Prep 15 mins
Cook 40 mins
I haven't made this yet but it looked wonderful! A good hearty soup from Everyday Italian. Giada makes this when cleaning out her frig before items can go bad. If you don't have herbes de Provence, recipes available. I normally don't have rind left around, so I'll just add the cheese. If someone has a better idea, please note for us.
- 1⁄4 cup extra virgin olive oil, plus some for drizzling on bread
- 1 onion, chopped
- 1 carrot, chopped
- 4 ounces pancetta, chopped
- 2 garlic cloves, 1 minced and 1 whole
- 1 teaspoon salt
- 1 teaspoon fresh ground black pepper
- 1 tablespoon tomato paste
- 1 (15 ounce) can diced tomatoes
- 1 lb frozen spinach, thawed and squeezed dry
- 1 (15 ounce) can cannellini beans, drained
- 1 tablespoon herbes de provence
- 3 cups chicken stock (or vegetable bouillon)
- 1 bay leaf
- 1 piece parmesan cheese, rind 3 inches
- 4 -6 ciabatta rolls, halved lengthwise (or any old bread)
- grated parmesan cheese, for serving
- Heat the oil in a heavy large pot over medium heat. Add the onion, carrot, pancetta, minced garlic, salt, and pepper.
- Cook until the onion is golden brown and the pancetta is crisp, about 7 minutes.
- Add tomato paste and stir until dissolved.
- Add tomatoes and stir, scraping the bottom of the pan with a wooden spoon to release all the brown bits.
- Add the spinach, beans, herbs, stock, bay leaf, and Parmesan rind.
- Bring the soup to a boil, reduce heat and simmer for 30 minutes.
- Meanwhile, preheat the oven to 350 degrees.
- Drizzle the ciabatta halves with olive oil. Toast until golden brown, about 5 minutes.
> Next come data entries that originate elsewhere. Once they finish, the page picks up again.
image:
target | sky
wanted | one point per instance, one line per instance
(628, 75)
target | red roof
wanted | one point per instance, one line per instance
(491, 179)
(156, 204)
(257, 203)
- Remove from the oven and rub the top of the toasts with the whole garlic clove.
- Place the toasts in the serving bowls and ladle the soup over the toasts.
- Sprinkle with Parmesan and serve immediately.
I love to cook and have made many soups, but this one is a showstopper! I promise; this recipe is the best I've tasted in my life! I watched the original show, back in 2008-2009, and had to make it right away. I have made this dish several times, and last night, again. The Herbs De Provence and Parmesan Rind...OMG.. Onion, garlic, carrots and pancetta... Of course, you can adjust to taste, but this one is the best; just as it is... Thank you, Ms. De Laurentiis.
This is a great basic recipe that you can adjust to taste. I used an extra cup of broth, some rich red wine, and a little more spinach. I had only rosemary, thyme, salt and pepper to add for spice but it was still delicious! Try layering thin pieces of hard, day old bread into the mixture while it cooks and cure it overnight before serving. DO NOT omit the parmesan rind or pancetta! Thanks Giada!
This is a great recipe. This is my third time making it but I use to use Rachael Ray's recipe. I like to use Kale instead of spinach. It goes over better with the family and it is a very harty green. I also add some red wine when the veggies are almost finished. Very good dish for those cold days.